About Hanakoa Falls
Hanakoa Falls is the other of two well-named waterfalls featured on the Kalalau Trail along the famed Na Pali Coast.
This one is much taller than Hanakapi’ai Falls.
However, it has lower flow (at least in my experience).
Although I’ve seen it said that this waterfall can top 1,000ft in height, I was only able to see the last 300 or 400ft of it.
If the height figure is correct, then perhaps there are more hidden tiers unseen from the ground.
I did recall seeing more tiers from helicopter rides that wouldn’t have been visible from the ground.
Being situated well into the Na Pali Coast, this impressive falls is nestled within one of the cathedral-like wrinkles in the mountains backing Hanakoa Valley.
It was roughly at the half way point of the Kalalau Trail.
Hanakoa Falls Permit
In order to get all the way to Hanakoa Falls, I had to obtain a hiking permit (or a camping permit) because it required me to hike beyond Hanakapi’ai Beach.
I managed to pick it up in person from the Department of Land and Agriculture building in Lihu’e.
Moreover, I was able to get a day hike permit a couple of days before the hike.
Ordinarily, I understand that permits to do the Kalalau Trail beyond Hanakapi’ai Beach would typically require bookings six months in advance!
However, I was able to secure my permits last minute because I wasn’t seeking a camping permit (for Kalalau Beach).
Instead, I only needed the day use permit for Hanakoa Falls.
Hiking to Hanakoa Falls
There was a reason why the authorities required permits to do any kind of hike beyond Hanakapi’ai Beach.
I even struggled big time with the day hike because it was brutally narrow, hilly, and slow.
It was wrought with hazards such as the nearly constant long drop-offs on the makai side.
I also had to contend with slippery and narrow sections of track that almost forced me to scratch myself against some of the overgrowth protruding onto the trail.
All said, it easily took me from day break to sunset to cover the 13 miles round trip to do this hike.
Indeed, it was a pace that was nowhere near the usual 2mph from more normal hikes.
I also nearly dehydrated and suffered a heat stroke after running out of water.
So the lesson learned here was to bring a filter (you can read about my adventure here) or iodine tablets.
The Spur Trail to Hanakoa Falls
In terms of logistics, the turnoff for Hanakoa Falls was after the crossing of Hanakoa Stream about 4 miles beyond Hanakapi’ai Beach along the Kalalau Trail (or about 6 miles from the trailhead).
There were picnic shelters nearby that kind of hinted to me that the easy-to-miss signed turnoff was near.
It easily took me nearly 5 hours just to get to this point.
Once I managed to find the overgrown spur trail, there were bright ribbons tied to twigs to help identify the difficult-to-follow Hanakoa Falls Trail.
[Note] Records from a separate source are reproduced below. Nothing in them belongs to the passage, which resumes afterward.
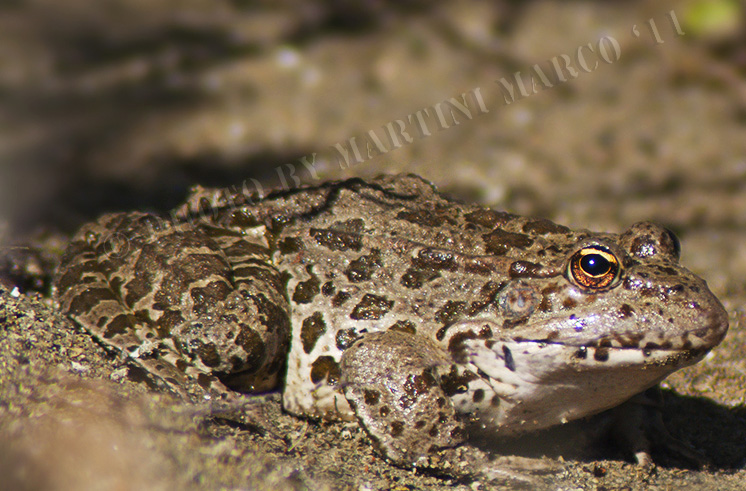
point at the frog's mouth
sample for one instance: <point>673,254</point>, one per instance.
<point>542,384</point>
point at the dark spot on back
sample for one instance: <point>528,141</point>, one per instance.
<point>335,240</point>
<point>345,338</point>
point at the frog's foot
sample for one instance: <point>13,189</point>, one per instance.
<point>639,428</point>
<point>390,381</point>
<point>470,463</point>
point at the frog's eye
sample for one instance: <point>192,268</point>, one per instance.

At times the trail hugged eroded ledges overlooking Hanakoa Stream.
Other times, the trail disappeared into the dense shadows of vegetative overgrowth providing plenty of headscratching and doubling back moments for me.
The falls finally became visible through the foliage about 1/2 mile from the turnoff heading inland from the Kalalau Trail.
A posted sign warned against falling rocks, and the field of large boulders that have already tumbled down the hillside provided an additional warning against me venturing any closer.
Even though I managed to reach the falls at around midday, I took an extended lunch break until around 1:30pm.
Therefore, the hike back seemed even longer and more difficult as I gave myself less time to get back before dark (though the break was very necessary).
So do keep in mind that this hike is not for the faint-of-heart!
Hanakoa Falls resides in Napali Coast State Wilderness Park. For information or inquiries about the general area as well as current conditions, you may want to try visiting the Department of Land and Natural Resources (DLNR) website.
This hike shares the same trailhead as the Hanakapi’ai Falls trail (let alone the Kalalau Trail). We’ll reproduce the driving directions here for convenience.
From Princeville (30 miles or an hour drive north of Lihu’e), follow Route 560 west for 10 miles to its end near Ke’e Beach and the Kalalau Trail trailhead. Note that the 56 (Kaumuali’i Hwy) becomes Route 560 (Kuhio Hwy) just west of Princeville. The primitive parking lot has very limited space, especially considering the number of large trucks, SUVs, and RVs parking here.